Do XV wieku wielu ludzi wierzyło, że Ziemia kończy się na zachodzie i statki spadną z krawędzi planety. Tak było do czasu, gdy Krzysztof Kolumb popłynął na zachód i natknął się na suchą ziemię, nazywając ją „Indios”, wierząc, że dotarł do Azji. Ale co by było, gdyby to doniosłe odkrycie doprowadziło do punktu zwrotnego w historii, a świat ostro zawrócił w stronę najgorszego, gdy Ameryka znalazła się w oku burzy? W październiku tego roku Wydawnictwo IDW łączy siły z autorem bestsellerów New York Times Stephen Graham Jones za podróż w czasie i okrutną opowieść o grupie ocalałych rdzennych mieszkańców, dla których naprawienie niektórych historycznych krzywd jest dla nich życiową misją. Z grafiką autorstwa Davide Gianfelice i Joany Lafuente oraz literami autorstwa Steve'a Wandsa, Nurkowie #1 zaczyna się na pełnym morzu.
W roku 2112, gdy nad światem przechodzi apokalipsa, czworo ocalałych z rdzennych plemion Inupiatów, Seminole, Lakota i Blackfeet łączy się w przełomowej misji. Odkryli jaskinię, która pozwala jednej osobie podróżować w czasie na raz. Gdy obecny bieg historii się pogarsza, postanowili wykorzystać tę doczesną moc, aby zmienić rzeczy na zawsze, usuwając Amerykę z mapy, aby świat mógł żyć. Tad, samozwańczy lider zespołu, składa ofiarę i skacze 600 lat temu, aby zostać marynarzem na pokładzie statku Santa Maria, by zabić Krzysztofa Kolumba.

Nurkowie #1 wypływa na kuszącą przesłankę, która jest zarówno historycznie, jak i politycznie naładowana, zwłaszcza gdy patrzy się na nią z perspektywy bohaterów. Swoją rolę odgrywa krwawa historia z życia wzięta, choć ogranicza się do motywacji bohaterów, nie wchodząc zbyt głęboko. To jest Drugie przedsięwzięcie Stephena Grahama Jonesa w świat komiksów, a niektóre obszary, takie jak sceny z dużą ekspozycją, rozgrywające się w teraźniejszości, są niewygodne. Jednak łatwość, z jaką Jones wpada w gąszcz fabuły i napędza Tada od jednego gryzącego paznokcia do drugiego, podkreśla jego doświadczenie pisarskie. Psychiczne załamanie Tada na otwartym morzu z powodu ogromnej presji, jaką wywiera na niego, dodaje kolejną warstwę tej tykającej bomby zegarowej.

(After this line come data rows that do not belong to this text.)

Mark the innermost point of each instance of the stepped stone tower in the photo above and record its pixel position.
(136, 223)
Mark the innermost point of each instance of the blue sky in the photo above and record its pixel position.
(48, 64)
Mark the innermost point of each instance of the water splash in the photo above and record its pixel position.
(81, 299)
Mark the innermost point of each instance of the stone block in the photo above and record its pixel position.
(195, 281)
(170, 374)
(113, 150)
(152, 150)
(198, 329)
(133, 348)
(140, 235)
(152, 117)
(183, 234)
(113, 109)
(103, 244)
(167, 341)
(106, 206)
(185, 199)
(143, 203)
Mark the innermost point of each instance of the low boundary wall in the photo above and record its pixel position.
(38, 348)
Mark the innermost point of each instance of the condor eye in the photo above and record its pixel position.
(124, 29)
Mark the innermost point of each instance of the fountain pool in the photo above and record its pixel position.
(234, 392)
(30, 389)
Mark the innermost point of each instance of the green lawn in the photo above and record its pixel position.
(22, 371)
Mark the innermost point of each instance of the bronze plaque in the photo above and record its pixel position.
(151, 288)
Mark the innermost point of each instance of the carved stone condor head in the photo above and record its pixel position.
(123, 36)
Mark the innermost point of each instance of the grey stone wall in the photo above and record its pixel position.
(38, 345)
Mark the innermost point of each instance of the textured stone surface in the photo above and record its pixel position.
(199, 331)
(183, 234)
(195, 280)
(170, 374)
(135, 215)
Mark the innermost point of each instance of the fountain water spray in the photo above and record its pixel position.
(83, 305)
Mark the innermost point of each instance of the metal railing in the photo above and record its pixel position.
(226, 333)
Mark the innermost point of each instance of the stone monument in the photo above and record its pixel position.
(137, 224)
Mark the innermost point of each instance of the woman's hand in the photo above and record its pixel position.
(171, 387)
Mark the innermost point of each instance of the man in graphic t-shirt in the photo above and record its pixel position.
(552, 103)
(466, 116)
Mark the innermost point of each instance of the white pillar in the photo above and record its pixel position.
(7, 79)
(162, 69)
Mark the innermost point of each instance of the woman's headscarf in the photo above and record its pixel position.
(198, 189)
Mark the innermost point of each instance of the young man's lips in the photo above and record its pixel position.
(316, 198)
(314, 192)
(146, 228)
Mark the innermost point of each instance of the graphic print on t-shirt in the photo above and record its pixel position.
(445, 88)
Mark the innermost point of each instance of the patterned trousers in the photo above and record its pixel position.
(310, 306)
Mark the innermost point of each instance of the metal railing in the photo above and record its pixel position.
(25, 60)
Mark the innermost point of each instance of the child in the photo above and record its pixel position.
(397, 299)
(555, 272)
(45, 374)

Rysunki Davide Gianfelice mogą być stylizowane, ale organiczny ruch postaci i sama objętość paneli pozostawiają trwały wpływ. W połączeniu z kolorami Joany Lafuente oddają ducha dawnej sztuki morskiej, a jasne oświetlenie skupia uwagę na statku i jego żeglarzach. Spienione fale i mokre deski podłogowe pogłębiają awanturniczy ton książki, gdy graficzne przedstawienia morderstwa i chaosu nagle przypominają czytelnikowi o poważnym przedsięwzięciu nieszczęsnego bohatera. Jednak z powodu zbędnych dialogów Jonesa, które zmuszają zespół grafików do pracy z pudełkami, dzieląc panele na mniejsze, książka wydaje się bardziej szalona niż postęp, który robi.

Nurkowie #1 ma dramat, wyczerpujące napięcie i skłonność do przemocy w ściśle napisanej narracji. Każdy bohater ma swój głos w historii, ale główny nacisk kładzie się na podróżnika w czasie, ponieważ wszystko zależy od działań jednego człowieka i jego przekonań. Ale z Tadem, człowiekiem próbującym zrównoważyć dobre i złe strony swojej istoty, nadmiernie komplikującym sprawy z powodu swojej nieudolności, historia rozwija swoje żagle, zacierając linie oddzielające ludzi od potworów.